Hoje, 21 de setembro, é Dia Mundial do Alzheimer, e por isso resolvi ler este livro sobre esta temática. Foi uma narrativa que não só me tocou mas feriu por situações próximas que tive.
Já li outros livros da Rute Simões Ribeiro, mas este é, sem dúvida, o mais comovente de todos.
Aqui acompanhamos João, um carpinteiro septuagenário diagnosticado com Alzheimer. Mas não o vemos de fora. Ouvimos a sua voz, caminhamos na sua mente, sentimos a confusão dos dias, o embaralhar da memória, a perda do sentido do corpo. A cada página, percebemos como a doença corrói a identidade, mas não apaga a humanidade.
“Fico em nódoa na minha cabeça e grito para o que vai cá dentro que me largue! Grito ao que há dentro e não compõe nada. E é ao corpo todo que despeço.” — assim fala João, mostrando o abismo em que se encontra. É poesia dura, que não romantiza a doença, mas dá-lhe palavras.
Mas não é só a voz de João que ecoa.

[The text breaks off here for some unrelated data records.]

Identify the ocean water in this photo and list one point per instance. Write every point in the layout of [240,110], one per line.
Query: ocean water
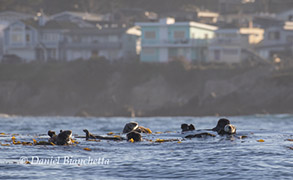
[220,157]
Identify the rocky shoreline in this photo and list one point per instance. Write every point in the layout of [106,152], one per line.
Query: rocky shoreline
[100,88]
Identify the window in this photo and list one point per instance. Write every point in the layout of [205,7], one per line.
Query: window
[230,51]
[50,37]
[149,51]
[17,38]
[150,35]
[217,54]
[113,38]
[179,35]
[28,38]
[290,39]
[274,35]
[206,36]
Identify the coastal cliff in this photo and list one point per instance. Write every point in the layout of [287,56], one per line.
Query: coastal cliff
[100,88]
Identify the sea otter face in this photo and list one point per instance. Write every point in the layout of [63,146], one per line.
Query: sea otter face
[221,124]
[64,137]
[51,133]
[230,129]
[86,131]
[134,135]
[130,127]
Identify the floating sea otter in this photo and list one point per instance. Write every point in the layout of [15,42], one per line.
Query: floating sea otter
[63,138]
[88,136]
[134,135]
[224,127]
[186,127]
[53,137]
[133,126]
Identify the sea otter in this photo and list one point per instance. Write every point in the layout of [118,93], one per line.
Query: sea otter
[221,124]
[53,137]
[230,129]
[133,126]
[64,138]
[224,127]
[134,135]
[186,127]
[91,136]
[88,135]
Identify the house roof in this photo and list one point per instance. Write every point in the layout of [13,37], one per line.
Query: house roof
[97,31]
[13,13]
[85,16]
[51,24]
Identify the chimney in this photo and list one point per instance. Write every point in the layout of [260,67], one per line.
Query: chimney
[250,24]
[41,18]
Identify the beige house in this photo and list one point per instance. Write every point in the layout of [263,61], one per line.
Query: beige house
[234,45]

Está sempre ali a presença de Carminho, a esposa, cuidadora, companheira de espera e de resistência. A doença não é apenas do doente — atinge quem ama, quem fica, quem segura a mão, quem relembra todos os dias o que já não é lembrado. Este livro dá também visibilidade a esse amor silencioso e pesado, que é cuidar.
“Carminho, é dia de ir à missa?” Ela gritou-me da cozinha, “Não!”. Fui para trás e sentei-me a ver televisão. Há dias em que me parece que ela sabe mais que eu, e não me dou ao trabalho de teimar. Pergunto-lhe e sei logo. A minha Carminho tem sempre a minha vida em dia."
Apesar da escrita poética, a autora não suaviza a dor. Pelo contrário: revela com delicadeza um tema cruel, mostrando a fragilidade de perder alguém em vida.
“Depois do portão, só sei saudade. Estes passos não se encontrarão com nada. Só cumprem distância e desencontro.”
Ao ler, lembrei-me do filme "O Pai", de Florian Zeller, onde Anthony Hopkins (Óscar de Melhor Actor, 2021) nos coloca dentro da desorientação de quem vive com demência. Tal como no cinema, também aqui somos arrastados para dentro da mente do doente. Vivemos o desencontro entre o homem que se lembra e o corpo que permanece — e também quem o acompanha até ao fim.
Há frases que ficam gravadas como cicatrizes:
“Sou a névoa, ergo-me em grãos de poeira que foram pele. Sou a peça passada de um homem translúcido. Sou a poesia de um homem de pó.”
O Homem sem Mim é um livro curto, mas imenso naquilo que provoca. É sobre perda, mas também sobre amor. Sobre o que desaparece, mas também sobre o que resiste. É também sobre os cuidadores, esses pilares invisíveis que sustentam tanto quanto sofrem.
De todos os livros da Rute, este foi o que mais me comoveu. Uma leitura necessária, especialmente neste dia, porque nos lembra que o Alzheimer não é só estatística: é vida, é dor, é amor.
A demência é luto em vida — para quem a vive e para quem cuida.